The above limitations of sCr are reflected by the findings of several studies demonstrating that small, and even transient, increases in sCr in human patients are detrimental. In one study, as little as 0.5 mg/dL (45 μmol/l) ncrease in sCr concentration was associated with greater in-hospital mortality (Chertow et al., 2005). In another study, a transient increase in sCr for 1–3 days was also associated with increased odds ratio for in-hospital mortality (Uchino et al., 2010). Furthermore, even a small and transient increase in sCr in patients that were discharged from the hospital was associated with the need for chronic dialysis over the ensuing three years (Wald et al., 2009). These studies imply that relying on sCr as the only marker of kidney function does not provide all the information needed to accurately assess kidney function, to promote timely intervention, and to determine the prognosis.

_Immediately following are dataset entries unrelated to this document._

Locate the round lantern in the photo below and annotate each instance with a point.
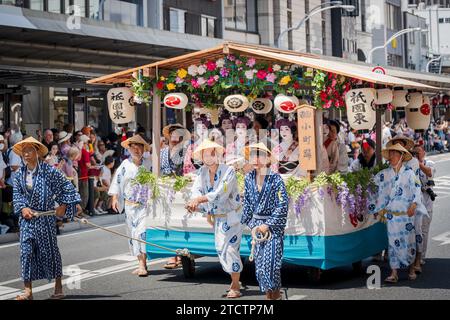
(360, 108)
(418, 112)
(384, 96)
(400, 98)
(435, 101)
(236, 103)
(286, 104)
(261, 105)
(121, 105)
(176, 100)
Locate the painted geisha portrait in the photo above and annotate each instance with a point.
(286, 152)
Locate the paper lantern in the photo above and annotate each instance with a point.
(418, 112)
(176, 100)
(236, 103)
(360, 108)
(261, 105)
(214, 116)
(286, 104)
(384, 96)
(400, 98)
(121, 105)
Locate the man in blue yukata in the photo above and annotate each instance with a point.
(39, 187)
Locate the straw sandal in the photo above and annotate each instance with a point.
(24, 297)
(391, 279)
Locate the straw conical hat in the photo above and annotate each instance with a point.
(256, 146)
(408, 141)
(137, 139)
(40, 148)
(396, 147)
(206, 144)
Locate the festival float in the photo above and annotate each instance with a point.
(328, 224)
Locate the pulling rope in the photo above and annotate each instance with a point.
(255, 239)
(179, 252)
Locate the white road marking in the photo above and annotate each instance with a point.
(76, 233)
(84, 275)
(443, 237)
(296, 297)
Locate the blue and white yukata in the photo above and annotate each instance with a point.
(223, 199)
(135, 212)
(395, 193)
(40, 190)
(268, 206)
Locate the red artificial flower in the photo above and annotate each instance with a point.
(211, 65)
(261, 74)
(160, 85)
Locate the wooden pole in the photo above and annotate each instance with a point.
(378, 127)
(156, 131)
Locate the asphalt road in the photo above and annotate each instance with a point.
(101, 266)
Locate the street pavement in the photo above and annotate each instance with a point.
(100, 268)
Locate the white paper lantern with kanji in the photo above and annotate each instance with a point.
(360, 108)
(384, 96)
(236, 103)
(400, 98)
(261, 105)
(286, 104)
(121, 105)
(418, 112)
(176, 100)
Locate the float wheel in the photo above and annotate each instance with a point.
(188, 266)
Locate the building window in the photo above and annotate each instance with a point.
(37, 5)
(393, 17)
(177, 20)
(208, 26)
(240, 15)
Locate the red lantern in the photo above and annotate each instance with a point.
(435, 101)
(425, 109)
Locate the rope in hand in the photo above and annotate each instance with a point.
(255, 239)
(180, 252)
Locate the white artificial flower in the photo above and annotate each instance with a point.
(193, 70)
(201, 69)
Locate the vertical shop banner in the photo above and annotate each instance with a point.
(306, 137)
(120, 105)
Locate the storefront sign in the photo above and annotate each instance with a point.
(120, 105)
(306, 137)
(360, 108)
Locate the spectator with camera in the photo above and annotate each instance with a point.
(426, 174)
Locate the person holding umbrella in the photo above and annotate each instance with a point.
(37, 186)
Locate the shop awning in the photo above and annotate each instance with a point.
(265, 54)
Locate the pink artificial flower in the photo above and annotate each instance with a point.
(211, 81)
(194, 83)
(201, 80)
(251, 62)
(211, 65)
(271, 77)
(261, 74)
(178, 80)
(224, 72)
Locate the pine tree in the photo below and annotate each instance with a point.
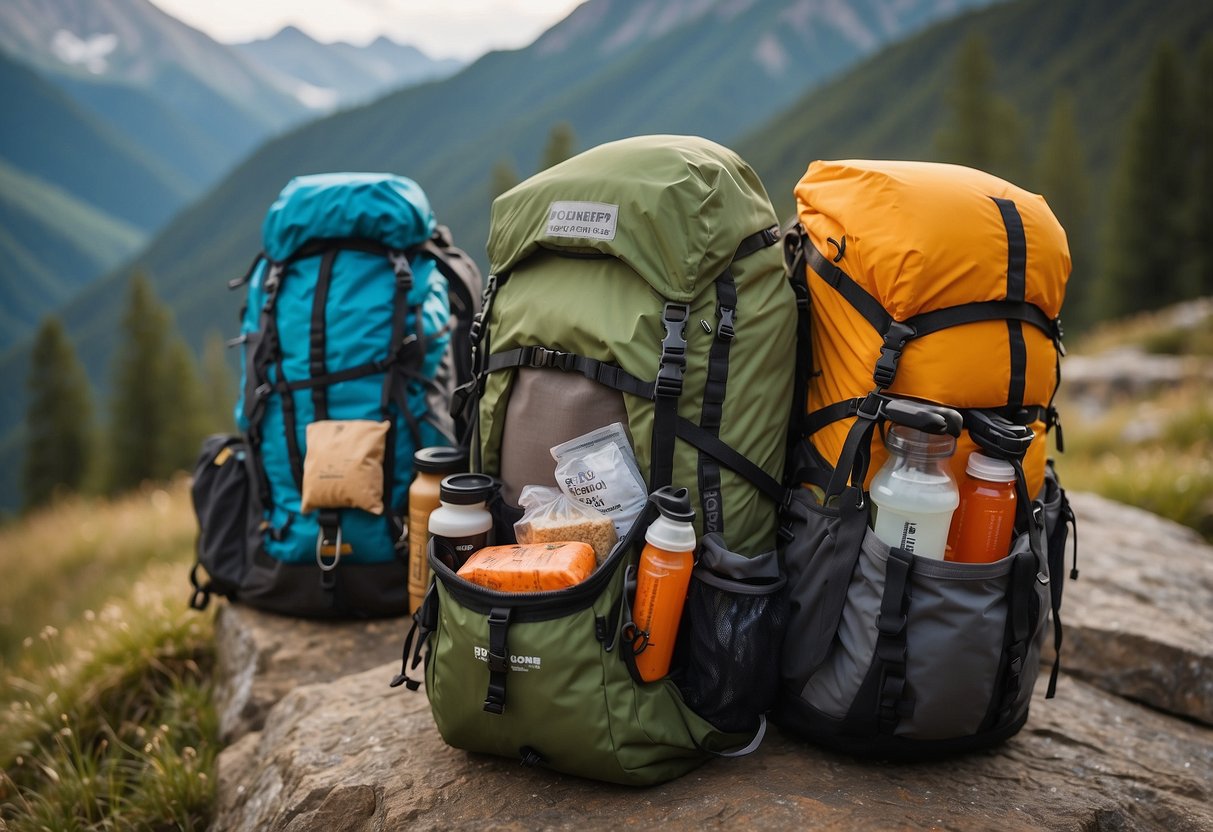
(561, 142)
(140, 410)
(1061, 178)
(985, 129)
(188, 419)
(1202, 174)
(57, 420)
(504, 177)
(1148, 232)
(218, 385)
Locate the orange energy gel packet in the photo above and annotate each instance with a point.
(530, 566)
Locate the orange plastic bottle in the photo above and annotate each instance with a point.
(431, 465)
(662, 577)
(985, 519)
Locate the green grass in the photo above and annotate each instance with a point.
(107, 722)
(1166, 469)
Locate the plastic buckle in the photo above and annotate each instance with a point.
(402, 269)
(541, 357)
(322, 542)
(497, 664)
(895, 338)
(890, 626)
(724, 330)
(673, 349)
(876, 402)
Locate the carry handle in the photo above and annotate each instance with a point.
(998, 436)
(923, 416)
(876, 409)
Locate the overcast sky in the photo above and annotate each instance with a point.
(440, 28)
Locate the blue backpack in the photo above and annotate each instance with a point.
(357, 315)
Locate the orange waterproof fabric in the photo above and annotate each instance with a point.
(922, 237)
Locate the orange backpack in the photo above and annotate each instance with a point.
(933, 281)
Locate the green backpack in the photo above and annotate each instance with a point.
(637, 283)
(641, 283)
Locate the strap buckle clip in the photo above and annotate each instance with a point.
(542, 358)
(724, 330)
(895, 340)
(673, 349)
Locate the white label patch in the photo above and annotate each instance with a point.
(594, 221)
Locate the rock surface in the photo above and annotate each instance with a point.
(322, 742)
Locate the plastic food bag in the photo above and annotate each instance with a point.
(548, 516)
(599, 471)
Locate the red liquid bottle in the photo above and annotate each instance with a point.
(662, 579)
(985, 520)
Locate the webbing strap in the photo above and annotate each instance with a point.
(317, 343)
(1019, 631)
(711, 444)
(971, 313)
(599, 371)
(671, 366)
(715, 388)
(1017, 285)
(846, 285)
(497, 659)
(796, 265)
(893, 699)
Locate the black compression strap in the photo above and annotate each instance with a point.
(1017, 286)
(730, 459)
(671, 366)
(317, 343)
(796, 266)
(497, 659)
(715, 388)
(1017, 249)
(971, 313)
(542, 358)
(893, 700)
(289, 428)
(844, 285)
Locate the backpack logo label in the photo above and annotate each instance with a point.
(593, 221)
(517, 664)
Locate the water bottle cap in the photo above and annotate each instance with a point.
(466, 489)
(990, 468)
(440, 460)
(911, 442)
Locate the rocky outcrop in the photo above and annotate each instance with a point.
(320, 742)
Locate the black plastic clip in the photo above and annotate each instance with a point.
(673, 349)
(724, 330)
(402, 269)
(895, 340)
(541, 358)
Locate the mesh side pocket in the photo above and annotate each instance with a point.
(727, 659)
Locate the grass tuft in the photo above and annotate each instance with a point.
(107, 722)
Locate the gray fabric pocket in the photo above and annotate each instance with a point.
(955, 642)
(727, 659)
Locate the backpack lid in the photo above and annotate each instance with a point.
(923, 235)
(386, 208)
(672, 208)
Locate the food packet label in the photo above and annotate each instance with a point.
(599, 471)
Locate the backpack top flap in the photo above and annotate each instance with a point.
(377, 206)
(672, 208)
(906, 245)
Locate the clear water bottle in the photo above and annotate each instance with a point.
(915, 493)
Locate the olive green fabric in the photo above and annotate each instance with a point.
(683, 205)
(568, 699)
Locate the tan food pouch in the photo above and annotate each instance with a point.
(343, 467)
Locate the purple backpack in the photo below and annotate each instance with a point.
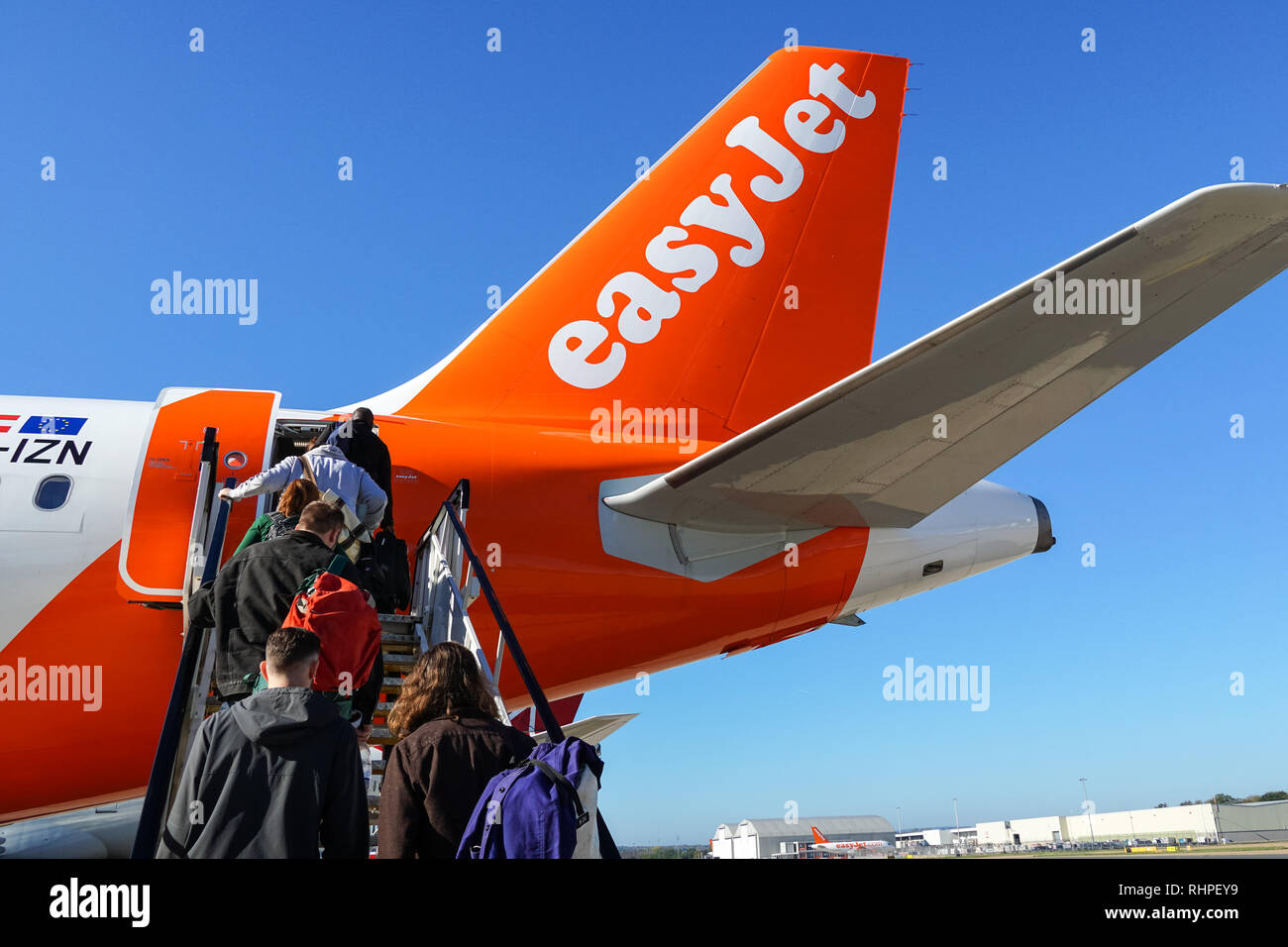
(542, 808)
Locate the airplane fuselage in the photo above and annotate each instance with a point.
(587, 616)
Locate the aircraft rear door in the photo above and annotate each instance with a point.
(159, 518)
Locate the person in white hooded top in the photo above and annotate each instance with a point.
(331, 471)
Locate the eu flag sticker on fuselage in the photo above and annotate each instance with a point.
(67, 427)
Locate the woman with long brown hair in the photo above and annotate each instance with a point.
(451, 745)
(295, 497)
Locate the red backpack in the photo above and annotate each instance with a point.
(336, 611)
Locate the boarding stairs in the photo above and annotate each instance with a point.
(447, 579)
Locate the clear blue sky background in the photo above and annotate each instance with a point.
(473, 169)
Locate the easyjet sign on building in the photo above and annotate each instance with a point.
(647, 305)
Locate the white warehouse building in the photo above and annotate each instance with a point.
(765, 838)
(1203, 821)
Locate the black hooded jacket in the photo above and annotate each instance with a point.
(275, 776)
(365, 449)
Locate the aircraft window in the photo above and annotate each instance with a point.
(53, 491)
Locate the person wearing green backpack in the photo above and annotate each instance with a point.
(253, 592)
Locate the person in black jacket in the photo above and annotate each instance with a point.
(451, 745)
(250, 596)
(275, 776)
(362, 446)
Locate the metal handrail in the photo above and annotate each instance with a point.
(464, 562)
(529, 681)
(165, 772)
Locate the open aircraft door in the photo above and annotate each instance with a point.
(159, 521)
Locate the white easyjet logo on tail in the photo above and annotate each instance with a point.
(647, 303)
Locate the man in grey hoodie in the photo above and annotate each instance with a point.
(277, 775)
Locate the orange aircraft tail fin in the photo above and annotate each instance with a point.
(738, 275)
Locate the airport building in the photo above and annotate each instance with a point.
(769, 838)
(1203, 822)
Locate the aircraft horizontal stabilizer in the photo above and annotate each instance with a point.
(889, 445)
(592, 729)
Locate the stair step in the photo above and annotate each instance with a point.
(402, 663)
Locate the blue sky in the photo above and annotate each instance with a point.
(473, 169)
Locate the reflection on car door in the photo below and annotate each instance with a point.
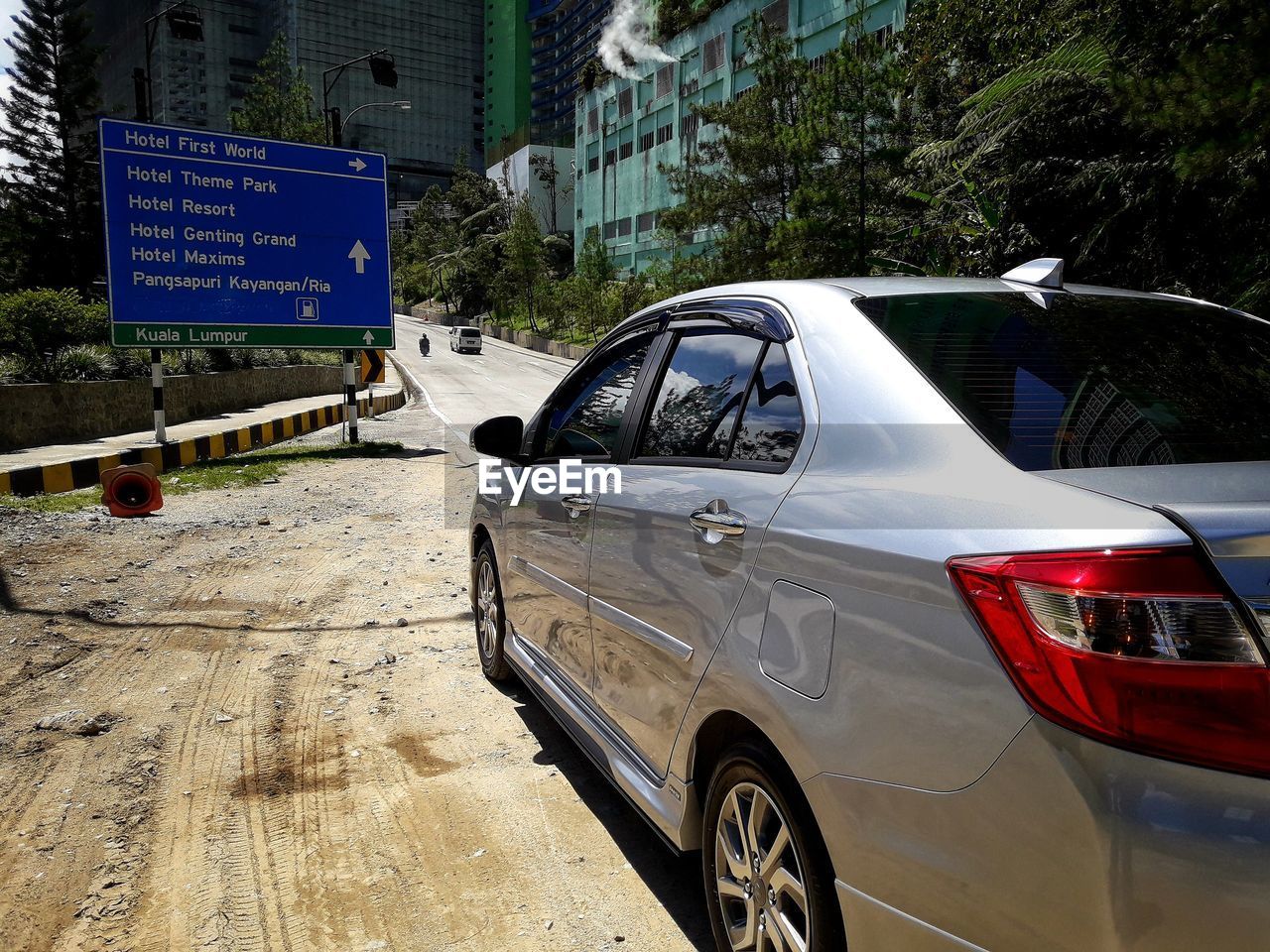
(674, 551)
(550, 534)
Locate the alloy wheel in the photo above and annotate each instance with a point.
(760, 875)
(486, 608)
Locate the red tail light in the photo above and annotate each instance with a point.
(1134, 648)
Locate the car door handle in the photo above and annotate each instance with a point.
(576, 506)
(716, 522)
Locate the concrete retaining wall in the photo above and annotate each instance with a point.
(531, 341)
(45, 414)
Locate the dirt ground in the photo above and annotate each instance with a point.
(285, 740)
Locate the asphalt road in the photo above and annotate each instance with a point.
(465, 389)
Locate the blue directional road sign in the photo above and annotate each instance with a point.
(217, 240)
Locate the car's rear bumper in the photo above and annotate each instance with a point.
(1066, 844)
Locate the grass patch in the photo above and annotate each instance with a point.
(231, 472)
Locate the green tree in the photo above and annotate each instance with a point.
(50, 194)
(1132, 145)
(593, 275)
(39, 325)
(280, 103)
(526, 263)
(848, 199)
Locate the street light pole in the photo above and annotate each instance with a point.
(380, 68)
(338, 127)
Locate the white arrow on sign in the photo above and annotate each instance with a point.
(359, 255)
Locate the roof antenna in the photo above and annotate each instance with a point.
(1043, 272)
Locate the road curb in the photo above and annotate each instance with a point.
(86, 471)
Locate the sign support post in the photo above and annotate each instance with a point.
(350, 397)
(157, 388)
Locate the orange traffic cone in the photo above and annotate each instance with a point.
(131, 490)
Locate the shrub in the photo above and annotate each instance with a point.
(37, 325)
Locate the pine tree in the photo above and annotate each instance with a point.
(280, 104)
(50, 199)
(525, 261)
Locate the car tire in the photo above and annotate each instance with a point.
(783, 881)
(488, 608)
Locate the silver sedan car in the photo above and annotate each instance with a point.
(933, 612)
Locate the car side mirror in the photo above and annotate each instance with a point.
(499, 436)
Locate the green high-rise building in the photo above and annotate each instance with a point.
(507, 79)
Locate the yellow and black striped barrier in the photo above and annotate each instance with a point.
(79, 474)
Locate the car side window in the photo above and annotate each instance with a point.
(771, 422)
(698, 397)
(584, 419)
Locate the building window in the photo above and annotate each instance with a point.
(711, 54)
(665, 80)
(776, 16)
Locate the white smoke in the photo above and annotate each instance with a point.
(626, 40)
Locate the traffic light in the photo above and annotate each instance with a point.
(186, 23)
(131, 490)
(384, 71)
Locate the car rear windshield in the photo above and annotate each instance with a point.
(1067, 381)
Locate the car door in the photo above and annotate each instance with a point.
(549, 531)
(672, 552)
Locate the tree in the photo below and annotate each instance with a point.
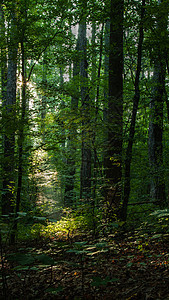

In recent years, increasing research efforts have been undertaken to identify sensitive and specific renal biomarkers. A biomarker should meet multiple requirements to be considered an ideal marker, including: 1) be detectable in urine and/or blood, using methods that are readily available and cost effective, 2) be highly predictive of kidney injury (with high sensitivity and specificity), 3) provide information regarding the etiology and location (i.e., glomeruli and/or tubules) of the injury, 4 reflect the severity of the injury, 5) indicate kidney injury and/or repair processes, 6) predict the likelihood of recovery.
It is yet to be determined when and if biomarkers can meet all of these requirements but it is unlikely that a single biomarker will provide all this information. It is more likely that an array of biomarkers will be needed, each providing one piece of the puzzle. Because a full panel of biomarkers might be cost- prohibitive, a subset of biomarkers may have to be selected, each providing unique and specific information that complements the others.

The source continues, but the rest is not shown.